The standard bearer of nineteenth century German Orthodoxy, Rabbi Samson Raphael Hirsch, in his classic work “The Nineteen Letters”, in describing human existence as having been reduced to “physical enjoyment”, then explains the role of the Jewish People among the nations of the world.

“Therefore there would be introduced into the ranks of the nations one People which would demonstrate by its history and way of life that the sole foundation of life is God alone…”

He then clarifies the reality of Jewish suffering throughout the centuries, “The objective required a nation that was poor in everything upon which the rest of mankind builds its greatness and the entire structure of its life. To all appearances being at the mercy of other nations armed with self-reliant might, it was to be directly sustained by God Himself, so that, in manifestly overcoming all opposing forces, God would stand revealed as the sole Creator, Judge and Master of history and nature.” Essentially Rabbi Hirsch declared that the Jewish People finds its strength in what conventional wisdom views as weakness!

The frustrations of almost sixty years of Jewish Statehood, the unwillingness of the nations of the world to, once and for all, side with this island of democracy in a sea of hate and violence now spilling over to infect Europe and even The United States, is explained by Rabbi Hirsch’s insightful understanding of the nature of Jewish life. True, the Jew lives in this physical world but his future and his very safety ultimately are not dependent upon conventional wisdom but rather upon a metaphysical connection with God, which, through all the trials and tribulations endured, vouchsafes our existence and future.

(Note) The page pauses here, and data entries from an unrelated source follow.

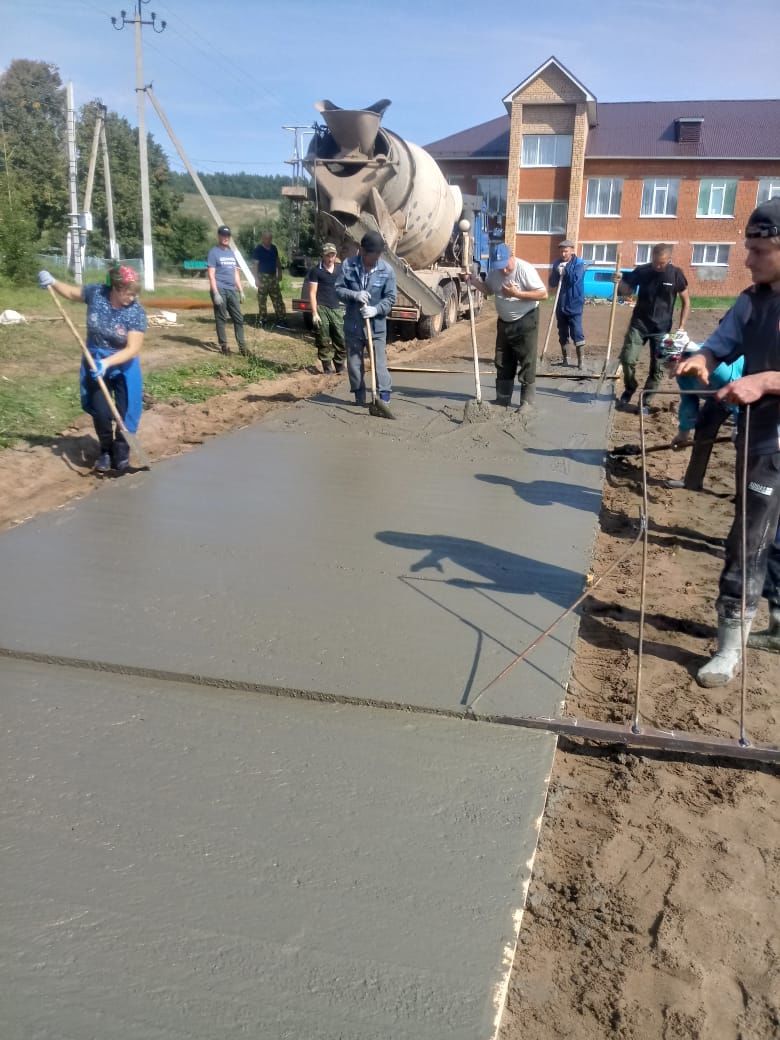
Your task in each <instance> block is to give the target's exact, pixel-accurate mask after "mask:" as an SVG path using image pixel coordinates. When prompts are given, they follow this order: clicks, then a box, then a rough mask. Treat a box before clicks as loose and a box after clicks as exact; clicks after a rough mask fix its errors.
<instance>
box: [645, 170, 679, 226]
mask: <svg viewBox="0 0 780 1040" xmlns="http://www.w3.org/2000/svg"><path fill="white" fill-rule="evenodd" d="M679 189H680V181H679V178H677V177H664V178H658V177H649V178H647V179H646V180H645V183H644V185H643V188H642V210H641V211H640V215H641V216H677V196H678V193H679Z"/></svg>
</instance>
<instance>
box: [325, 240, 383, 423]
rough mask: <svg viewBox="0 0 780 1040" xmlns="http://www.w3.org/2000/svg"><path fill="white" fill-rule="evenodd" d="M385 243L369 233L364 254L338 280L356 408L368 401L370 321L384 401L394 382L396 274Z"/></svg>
mask: <svg viewBox="0 0 780 1040" xmlns="http://www.w3.org/2000/svg"><path fill="white" fill-rule="evenodd" d="M384 248H385V241H384V239H383V237H382V235H381V234H380V233H379V232H378V231H367V232H366V234H365V235H363V238H362V239H361V241H360V255H359V256H357V257H349V258H348V259H346V260H344V262H343V263H342V264H341V268H340V270H339V272H338V276H337V278H336V295H337V296H338V297H339V300H341V301H342V302H343V303H344V304H346V315H345V316H344V339H345V340H346V369H347V372H348V373H349V389H350V390H352V392H353V393H354V394H355V404H356V405H365V402H366V384H365V369H364V362H363V355H364V352H365V346H366V330H365V326H366V320H368V321H370V322H371V339H372V341H373V352H374V357H375V360H376V385H378V388H379V393H380V399H381V400H384V401H386V402H387V401H389V400H390V391H391V390H392V382H391V380H390V372H389V371H388V370H387V357H386V353H385V352H386V343H387V316H388V314H389V313H390V311H391V310H392V309H393V304H394V303H395V296H396V291H397V290H396V285H395V271H394V270H393V268H392V267H391V266H390V264H389V263H388V262H387V260H383V259H382V251H383V250H384Z"/></svg>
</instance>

And so Sharon’s action is easily understood. By not subscribing to the Jewish condition ordained by G-d he could only see Israel’s future through the conventional function of states. Gaza was boiling over with hate. Hamas was passionately supported by the populace. What future was there in having Jewish enclaves in a hostile environment requiring the massive deployment of Israeli military to protect a rather modest Jewish presence? Ain Breira – there is no choice, we simply must pull out hoping that we can contain Hamas and work out some kind of compromise.

Judaism is not a passive religion. Rabbi Hirsch surely isn’t teaching us that we should be content to allow the world to have total sway over our existence; to be the flotsam and jetsam of humanity. Halacha, Jewish law, requires self defense, even codifying a permitted war and a mandated war. Ultimately, however the Jewish future lies in our steadfastness in Faith, in fulfilling G-d’s Will. A Jewish State unwilling to factor in to its decision making the very purpose of the Jewish People becomes overwhelmed with the reality of its situation. Ain breira, compromise after compromise, with little, if any hope for a positive result seems to be the only alternative for those who do not embrace the unique role of the Jewish People.

It is time that Israel move from being a State of Jews to a Jewish State guided by the destiny that G-d has prepared for all of us.